All data were collected from “NADIS” IBN ROCHD University Center Hospital and included: age, gender, duration of HIV diagnosis, presence of diabetes mellitus (glucose level greater than 126 mg/dL or self reported), CD4 count during the last visit, HIV viral load at first and last visit, AST, ALT and platelet at the last visit, use of ART (receipt of three antiretroviral drugs from at least two different drug classes), ART duration and prior of current use of Zidovudine, Lamivudine, Efavirenz, Nevirapine, Lopinavir, Ritonavir, Emtricitabine, Stavudine, Tenofovir and Didanosine. FIB4 index was used as a categorical variable with two levels < 1.45 and > 1.45 corresponding to the recommended cutoff used to exclude the presence of advanced fibrosis[6].

Statistical analysis

Statistical analysis was performed using SPSS Base 20 statistical software (SPSS, Inc., Chicago, IL). We included only patients in whom in the last visit AST, ALT, RNA HIV level, CD4 level and platelet count were available. Duration of HIV infection was calculated as the difference between the first and the last visit. The results were expressed as mean ± SD. For categorical data, χ2 test were used to assess differences between patients with and without significant fibrosis by FIB4 score (FIB4 > 1.45). For continuous data, t test for continuous variables was used. A two tailed P value of less than 0.05 was taken to indicate statistical significance. Univariate analysis was performed to study characteristics associated with FIB4 > 1.45. Variables with P values < 0.1 in univariate analysis were used in the multivariate regression analysis with backward variable selection.

RESULTS
Characteristics of the study population

Six hundred and nineteen patients were studied. Three hundred and fifty-four patients were female, with a mean age of 39.85 ± 9.56 years. Five hundred and twenty-three patients had a FIB4 < 1.45. 87 had a FIB4 between 1.45 and 3.25 and only 9 patients (1.45%) had a FIB4 > 3.25. Mean HIV diagnosis was 4.71 ± 3.91. Mean antiretroviral duration was 4.45 ± 3.77 years. Thirty-six patients (5.8%) had diabetes mellitus. Five hundred and seventy were under antiretroviral therapy (92.1%).

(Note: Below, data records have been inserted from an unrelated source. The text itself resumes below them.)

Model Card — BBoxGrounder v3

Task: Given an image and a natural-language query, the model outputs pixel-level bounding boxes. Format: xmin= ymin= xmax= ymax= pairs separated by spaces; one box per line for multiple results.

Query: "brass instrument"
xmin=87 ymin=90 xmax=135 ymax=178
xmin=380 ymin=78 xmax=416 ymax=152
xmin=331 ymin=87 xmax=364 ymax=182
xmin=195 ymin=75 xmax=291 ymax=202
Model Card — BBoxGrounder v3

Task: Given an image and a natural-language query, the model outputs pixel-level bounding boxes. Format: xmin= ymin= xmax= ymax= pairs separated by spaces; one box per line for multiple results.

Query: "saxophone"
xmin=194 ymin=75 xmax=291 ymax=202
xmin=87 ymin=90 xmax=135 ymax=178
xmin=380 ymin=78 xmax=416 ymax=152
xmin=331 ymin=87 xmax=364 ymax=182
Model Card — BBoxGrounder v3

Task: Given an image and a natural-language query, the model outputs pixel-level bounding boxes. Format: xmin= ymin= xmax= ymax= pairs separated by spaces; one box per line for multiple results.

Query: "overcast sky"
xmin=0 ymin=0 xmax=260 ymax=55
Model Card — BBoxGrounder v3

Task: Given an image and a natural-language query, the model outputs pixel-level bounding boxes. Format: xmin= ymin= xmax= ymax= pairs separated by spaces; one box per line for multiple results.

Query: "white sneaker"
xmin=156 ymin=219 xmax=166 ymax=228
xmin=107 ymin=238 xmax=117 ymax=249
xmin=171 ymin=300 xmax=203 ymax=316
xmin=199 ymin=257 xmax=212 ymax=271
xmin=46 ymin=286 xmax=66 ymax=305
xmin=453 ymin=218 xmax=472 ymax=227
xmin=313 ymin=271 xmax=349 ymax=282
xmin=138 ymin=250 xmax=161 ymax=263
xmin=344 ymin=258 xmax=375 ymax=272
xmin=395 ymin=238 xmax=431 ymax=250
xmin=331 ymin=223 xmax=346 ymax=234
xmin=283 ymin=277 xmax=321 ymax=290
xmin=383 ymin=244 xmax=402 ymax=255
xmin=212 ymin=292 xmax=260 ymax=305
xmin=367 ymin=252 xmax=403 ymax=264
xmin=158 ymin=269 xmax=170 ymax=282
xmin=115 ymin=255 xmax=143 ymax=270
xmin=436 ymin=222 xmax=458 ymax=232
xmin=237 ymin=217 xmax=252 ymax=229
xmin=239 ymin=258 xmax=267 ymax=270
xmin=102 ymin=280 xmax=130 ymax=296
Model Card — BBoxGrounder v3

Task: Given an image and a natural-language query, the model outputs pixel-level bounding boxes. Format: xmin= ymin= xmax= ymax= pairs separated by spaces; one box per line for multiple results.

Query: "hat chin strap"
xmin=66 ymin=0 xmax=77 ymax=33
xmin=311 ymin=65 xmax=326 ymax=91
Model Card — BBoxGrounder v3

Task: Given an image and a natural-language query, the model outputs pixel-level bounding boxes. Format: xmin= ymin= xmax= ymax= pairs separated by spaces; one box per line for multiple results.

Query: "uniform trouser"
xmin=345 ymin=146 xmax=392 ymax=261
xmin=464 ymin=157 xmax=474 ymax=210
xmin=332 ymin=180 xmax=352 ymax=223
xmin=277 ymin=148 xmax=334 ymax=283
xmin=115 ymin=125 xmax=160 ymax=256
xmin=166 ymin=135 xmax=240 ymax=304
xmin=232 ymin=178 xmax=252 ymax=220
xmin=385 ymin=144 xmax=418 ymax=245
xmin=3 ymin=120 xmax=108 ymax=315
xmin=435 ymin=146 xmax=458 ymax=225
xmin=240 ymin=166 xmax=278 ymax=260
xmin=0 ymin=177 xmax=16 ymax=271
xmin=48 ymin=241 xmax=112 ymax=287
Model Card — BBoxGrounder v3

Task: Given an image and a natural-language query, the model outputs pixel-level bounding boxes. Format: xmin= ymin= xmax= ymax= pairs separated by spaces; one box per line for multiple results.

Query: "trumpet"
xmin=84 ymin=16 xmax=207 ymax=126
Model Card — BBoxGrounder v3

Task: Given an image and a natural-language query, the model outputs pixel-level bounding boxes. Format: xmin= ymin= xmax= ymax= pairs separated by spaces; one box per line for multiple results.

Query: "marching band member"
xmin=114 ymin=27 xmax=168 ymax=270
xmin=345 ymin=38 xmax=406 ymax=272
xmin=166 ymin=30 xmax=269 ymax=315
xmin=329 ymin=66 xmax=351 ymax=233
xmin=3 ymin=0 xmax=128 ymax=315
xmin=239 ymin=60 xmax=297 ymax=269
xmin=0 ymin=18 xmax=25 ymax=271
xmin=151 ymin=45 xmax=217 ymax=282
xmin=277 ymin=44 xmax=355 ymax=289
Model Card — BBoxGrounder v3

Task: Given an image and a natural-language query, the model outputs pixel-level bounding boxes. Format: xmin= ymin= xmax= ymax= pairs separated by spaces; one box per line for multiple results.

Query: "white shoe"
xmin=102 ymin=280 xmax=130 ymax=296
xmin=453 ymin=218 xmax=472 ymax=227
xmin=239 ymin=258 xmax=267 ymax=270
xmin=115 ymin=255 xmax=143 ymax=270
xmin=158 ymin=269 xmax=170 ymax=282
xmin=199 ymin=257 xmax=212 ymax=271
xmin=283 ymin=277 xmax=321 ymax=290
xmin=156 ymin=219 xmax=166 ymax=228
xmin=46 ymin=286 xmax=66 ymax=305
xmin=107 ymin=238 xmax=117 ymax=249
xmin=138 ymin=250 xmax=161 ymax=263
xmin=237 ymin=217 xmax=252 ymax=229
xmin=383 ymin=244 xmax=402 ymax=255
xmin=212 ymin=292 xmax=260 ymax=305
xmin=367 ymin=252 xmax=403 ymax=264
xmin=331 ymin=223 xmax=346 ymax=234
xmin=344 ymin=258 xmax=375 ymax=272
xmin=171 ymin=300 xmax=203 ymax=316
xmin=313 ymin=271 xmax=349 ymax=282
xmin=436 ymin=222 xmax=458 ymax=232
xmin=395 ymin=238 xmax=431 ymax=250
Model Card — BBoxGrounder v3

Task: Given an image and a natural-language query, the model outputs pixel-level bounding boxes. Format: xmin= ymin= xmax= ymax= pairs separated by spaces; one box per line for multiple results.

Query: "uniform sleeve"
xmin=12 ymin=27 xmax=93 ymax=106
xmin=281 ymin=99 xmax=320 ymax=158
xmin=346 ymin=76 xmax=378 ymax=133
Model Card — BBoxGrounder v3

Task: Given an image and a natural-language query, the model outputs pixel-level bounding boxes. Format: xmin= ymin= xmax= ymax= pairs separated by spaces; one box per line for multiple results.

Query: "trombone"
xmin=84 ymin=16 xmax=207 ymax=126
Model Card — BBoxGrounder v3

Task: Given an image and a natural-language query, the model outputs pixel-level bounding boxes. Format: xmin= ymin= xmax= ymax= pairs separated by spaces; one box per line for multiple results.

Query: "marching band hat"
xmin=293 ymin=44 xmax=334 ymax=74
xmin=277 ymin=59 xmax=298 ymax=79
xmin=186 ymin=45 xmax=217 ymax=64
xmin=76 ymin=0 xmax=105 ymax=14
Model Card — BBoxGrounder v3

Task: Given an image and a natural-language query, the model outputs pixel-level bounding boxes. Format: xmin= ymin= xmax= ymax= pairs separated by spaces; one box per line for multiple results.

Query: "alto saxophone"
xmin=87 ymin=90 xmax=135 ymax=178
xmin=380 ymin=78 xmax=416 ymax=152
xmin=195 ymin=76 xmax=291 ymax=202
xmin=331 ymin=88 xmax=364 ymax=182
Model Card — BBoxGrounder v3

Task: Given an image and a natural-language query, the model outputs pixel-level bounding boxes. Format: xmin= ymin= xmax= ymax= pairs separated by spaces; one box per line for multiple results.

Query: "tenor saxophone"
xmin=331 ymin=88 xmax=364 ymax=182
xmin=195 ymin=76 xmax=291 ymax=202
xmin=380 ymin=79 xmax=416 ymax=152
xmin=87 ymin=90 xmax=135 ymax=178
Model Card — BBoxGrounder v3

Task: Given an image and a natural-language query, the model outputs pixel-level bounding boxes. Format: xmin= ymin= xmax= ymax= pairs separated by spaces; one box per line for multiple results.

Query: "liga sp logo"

At the time of analysis, mean AST was 24.66 ± 20.84 and mean ALT 21.52 ± 16.10. Mean platelet count was 256.96 ± 313.80. Mean CD4 count was 602.24 ± 367.65. Mean viral load was 76060.4 ± 396639 and 12.4% (77 patients) had a CD4 count below 200 cells/mm3, 57.62% (354 patients) had viral load below 75 copies/mL.

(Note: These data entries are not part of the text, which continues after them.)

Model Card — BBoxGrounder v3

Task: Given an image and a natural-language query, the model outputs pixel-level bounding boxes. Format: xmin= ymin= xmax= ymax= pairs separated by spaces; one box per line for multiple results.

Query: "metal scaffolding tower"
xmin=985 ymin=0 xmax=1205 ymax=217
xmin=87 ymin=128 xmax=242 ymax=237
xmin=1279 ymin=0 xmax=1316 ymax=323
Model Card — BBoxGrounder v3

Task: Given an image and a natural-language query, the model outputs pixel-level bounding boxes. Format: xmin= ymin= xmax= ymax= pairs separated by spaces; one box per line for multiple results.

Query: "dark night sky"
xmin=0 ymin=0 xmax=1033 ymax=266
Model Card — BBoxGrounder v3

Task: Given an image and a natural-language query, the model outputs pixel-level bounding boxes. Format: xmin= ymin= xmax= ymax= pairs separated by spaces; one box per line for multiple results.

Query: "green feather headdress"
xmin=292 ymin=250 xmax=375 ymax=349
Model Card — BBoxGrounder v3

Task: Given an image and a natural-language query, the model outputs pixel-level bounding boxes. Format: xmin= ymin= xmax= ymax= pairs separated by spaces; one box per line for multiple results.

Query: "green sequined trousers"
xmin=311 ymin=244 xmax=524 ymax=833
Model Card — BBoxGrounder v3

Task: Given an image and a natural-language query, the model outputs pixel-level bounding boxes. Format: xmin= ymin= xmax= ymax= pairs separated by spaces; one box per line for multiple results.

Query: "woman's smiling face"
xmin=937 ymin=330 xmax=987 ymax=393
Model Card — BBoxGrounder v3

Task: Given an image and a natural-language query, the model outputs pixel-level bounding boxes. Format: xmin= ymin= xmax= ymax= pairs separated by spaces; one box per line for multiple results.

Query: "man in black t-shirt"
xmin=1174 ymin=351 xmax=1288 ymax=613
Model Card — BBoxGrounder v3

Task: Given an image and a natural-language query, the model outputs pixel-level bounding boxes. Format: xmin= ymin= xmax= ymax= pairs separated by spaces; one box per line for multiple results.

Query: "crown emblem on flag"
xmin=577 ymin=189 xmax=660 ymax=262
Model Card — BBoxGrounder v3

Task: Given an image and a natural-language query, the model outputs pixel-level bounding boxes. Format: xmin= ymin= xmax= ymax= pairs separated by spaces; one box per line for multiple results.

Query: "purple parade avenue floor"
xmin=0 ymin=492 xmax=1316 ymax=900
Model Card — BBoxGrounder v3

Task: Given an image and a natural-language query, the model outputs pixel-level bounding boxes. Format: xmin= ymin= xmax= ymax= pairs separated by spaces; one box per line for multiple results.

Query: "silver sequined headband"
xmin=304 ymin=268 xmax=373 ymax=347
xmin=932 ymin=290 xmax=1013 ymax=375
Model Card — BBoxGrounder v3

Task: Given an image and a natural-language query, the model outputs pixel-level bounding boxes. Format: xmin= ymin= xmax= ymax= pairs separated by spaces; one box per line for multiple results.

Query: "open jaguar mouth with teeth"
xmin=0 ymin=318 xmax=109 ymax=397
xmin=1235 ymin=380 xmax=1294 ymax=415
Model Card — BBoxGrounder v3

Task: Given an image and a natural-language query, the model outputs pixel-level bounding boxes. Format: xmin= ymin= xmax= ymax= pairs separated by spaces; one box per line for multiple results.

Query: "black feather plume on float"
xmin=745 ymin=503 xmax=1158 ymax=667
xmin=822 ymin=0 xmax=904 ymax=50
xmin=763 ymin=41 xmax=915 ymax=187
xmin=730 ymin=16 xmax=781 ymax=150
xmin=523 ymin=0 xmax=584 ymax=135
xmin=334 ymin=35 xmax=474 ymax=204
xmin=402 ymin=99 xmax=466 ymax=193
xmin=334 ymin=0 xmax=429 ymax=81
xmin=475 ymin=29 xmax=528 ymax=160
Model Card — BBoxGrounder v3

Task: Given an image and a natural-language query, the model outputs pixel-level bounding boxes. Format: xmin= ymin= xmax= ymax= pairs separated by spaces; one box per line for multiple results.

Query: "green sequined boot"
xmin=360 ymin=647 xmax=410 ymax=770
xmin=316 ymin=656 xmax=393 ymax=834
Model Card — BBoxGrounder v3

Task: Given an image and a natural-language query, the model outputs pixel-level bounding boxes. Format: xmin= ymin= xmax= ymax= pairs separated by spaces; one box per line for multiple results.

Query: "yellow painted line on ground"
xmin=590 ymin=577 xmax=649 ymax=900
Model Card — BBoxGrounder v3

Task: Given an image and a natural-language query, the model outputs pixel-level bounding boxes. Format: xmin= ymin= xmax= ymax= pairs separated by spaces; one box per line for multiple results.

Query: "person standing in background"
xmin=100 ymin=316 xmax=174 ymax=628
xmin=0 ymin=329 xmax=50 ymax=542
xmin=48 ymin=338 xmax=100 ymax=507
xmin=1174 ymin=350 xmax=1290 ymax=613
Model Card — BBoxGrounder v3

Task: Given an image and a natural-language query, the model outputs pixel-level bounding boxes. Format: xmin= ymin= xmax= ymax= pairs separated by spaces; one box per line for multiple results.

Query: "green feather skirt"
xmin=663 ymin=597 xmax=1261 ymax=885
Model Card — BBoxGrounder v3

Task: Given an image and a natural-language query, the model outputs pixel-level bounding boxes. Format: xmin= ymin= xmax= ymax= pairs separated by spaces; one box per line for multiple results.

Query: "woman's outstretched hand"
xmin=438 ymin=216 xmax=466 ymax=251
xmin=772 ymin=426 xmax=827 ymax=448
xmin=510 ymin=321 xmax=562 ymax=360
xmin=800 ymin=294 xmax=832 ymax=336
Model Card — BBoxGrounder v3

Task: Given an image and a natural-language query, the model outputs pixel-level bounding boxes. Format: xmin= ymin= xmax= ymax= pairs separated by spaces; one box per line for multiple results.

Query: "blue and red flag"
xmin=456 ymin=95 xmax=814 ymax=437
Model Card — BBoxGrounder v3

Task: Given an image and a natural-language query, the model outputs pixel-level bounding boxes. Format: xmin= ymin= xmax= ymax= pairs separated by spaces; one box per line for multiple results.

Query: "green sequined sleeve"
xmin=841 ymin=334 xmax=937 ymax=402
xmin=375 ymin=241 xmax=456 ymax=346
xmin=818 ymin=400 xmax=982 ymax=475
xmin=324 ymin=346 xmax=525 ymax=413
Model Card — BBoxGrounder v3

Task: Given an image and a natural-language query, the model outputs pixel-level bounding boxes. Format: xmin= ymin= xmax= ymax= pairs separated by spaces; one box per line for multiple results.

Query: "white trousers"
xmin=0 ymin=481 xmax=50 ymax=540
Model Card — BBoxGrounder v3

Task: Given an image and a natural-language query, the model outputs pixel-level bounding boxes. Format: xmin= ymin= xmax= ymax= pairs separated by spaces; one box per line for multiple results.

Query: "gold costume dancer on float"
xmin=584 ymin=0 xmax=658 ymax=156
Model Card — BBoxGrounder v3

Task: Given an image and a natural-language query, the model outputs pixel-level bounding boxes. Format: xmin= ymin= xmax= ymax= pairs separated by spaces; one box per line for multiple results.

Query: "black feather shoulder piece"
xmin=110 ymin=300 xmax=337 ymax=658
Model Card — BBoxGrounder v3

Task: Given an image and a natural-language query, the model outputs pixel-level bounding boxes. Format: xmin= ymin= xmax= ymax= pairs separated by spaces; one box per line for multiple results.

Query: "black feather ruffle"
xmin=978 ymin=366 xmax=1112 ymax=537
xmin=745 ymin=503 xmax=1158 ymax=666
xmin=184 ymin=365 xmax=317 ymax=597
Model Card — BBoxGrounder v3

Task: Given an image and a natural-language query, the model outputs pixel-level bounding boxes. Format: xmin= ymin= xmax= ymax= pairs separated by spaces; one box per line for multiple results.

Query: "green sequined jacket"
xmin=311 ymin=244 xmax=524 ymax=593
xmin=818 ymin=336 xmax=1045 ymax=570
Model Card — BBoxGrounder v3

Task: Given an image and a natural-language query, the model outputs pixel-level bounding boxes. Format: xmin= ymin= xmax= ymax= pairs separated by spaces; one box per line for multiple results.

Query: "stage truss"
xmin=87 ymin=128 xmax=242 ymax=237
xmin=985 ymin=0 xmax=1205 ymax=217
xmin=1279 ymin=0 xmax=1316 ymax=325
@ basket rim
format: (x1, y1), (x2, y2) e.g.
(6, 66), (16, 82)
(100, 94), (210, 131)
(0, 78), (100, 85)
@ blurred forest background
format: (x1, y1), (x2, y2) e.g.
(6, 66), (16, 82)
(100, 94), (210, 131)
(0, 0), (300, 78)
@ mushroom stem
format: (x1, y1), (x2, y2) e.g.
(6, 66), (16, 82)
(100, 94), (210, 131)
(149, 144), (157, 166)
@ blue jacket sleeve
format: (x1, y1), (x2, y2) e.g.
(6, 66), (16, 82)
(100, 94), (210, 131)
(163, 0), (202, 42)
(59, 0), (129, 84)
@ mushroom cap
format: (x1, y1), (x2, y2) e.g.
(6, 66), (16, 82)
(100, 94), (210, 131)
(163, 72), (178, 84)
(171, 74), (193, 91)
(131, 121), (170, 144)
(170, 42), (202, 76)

In univariate analysis, only CD4 count (P = 0.001), viral load > 75 copies/mL (P = 0.007), age (P = 0.000) and prior or current Zidovudine intake (P = 0.03) were associated with a FIB4 over 1.45. In contrast, gender, ART therapy, ART duration, diabetes and prior or current intake of Lamivudine, Efavirenz, Nevirapine, Lopinavir, Ritonavir, Emtricitabine, Stavudine, Tenofovir, Didanosine, Abacavir, Raltegravir, Indinavir and Nelfinavir were not associated with a FIB4 over 1.45.

Multivariate analysis showed that only a viral load > 75 (OR = 2.23, 95%CI: 1.36-3.67), CD4 > 200 cells/mm3 (OR = 0.39, 95%CI: 0.21-0.72) and age at FIB4 index calculation (OR = 1.10, 95%CI: 1.07-1.13) were independently associated with occurrence of a high FIB4 index (> 1.45).

DISCUSSION

Since antiretroviral therapy has been widely used, liver diseases have become a major cause of morbidity among HIV patients. The presence of viral co-infection B and C are a common cause of liver disease[11-16]. Moreover, recent data suggest a direct role of HIV virus in hepatic fibrosis[3-5]. Studies carried out in HIV monoinfected patients found a mild to moderate increase in liver enzymes[6-17].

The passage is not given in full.